Second and relatedly, there is worry that ‘realistic medicine’ masks or disregards the underlying structural impediments to realising a healthy healthcare system – ongoing cuts to the NHS, long-term vacancies in health professions, competition between services, added pressure on doctors – that unless addressed with structural solutions, simply will lead to inevitable disappointment and further impairment of the NHS.
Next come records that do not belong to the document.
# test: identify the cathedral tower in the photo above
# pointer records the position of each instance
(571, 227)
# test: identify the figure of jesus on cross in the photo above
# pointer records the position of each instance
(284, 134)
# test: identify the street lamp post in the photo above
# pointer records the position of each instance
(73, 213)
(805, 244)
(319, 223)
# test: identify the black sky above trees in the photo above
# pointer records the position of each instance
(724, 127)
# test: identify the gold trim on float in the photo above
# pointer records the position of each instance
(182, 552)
Scotland is clearly charting a new path for the NHS. Let us watch and wait – but not passively – to see where this path may lead us. How may ‘realistic medicine’ be realised across Scotland in the coming years? One certainly hopes that it brings better care and respect for patients, better treatment of and respect for healthcare professionals, value for public money, and prevention of waste. At the same time, one hopes it does not produce further erosion of public trust, collective responsibility and social justice. I am confident that Ken, long dissenting of the individualistic turn in medicine, would share such a hope.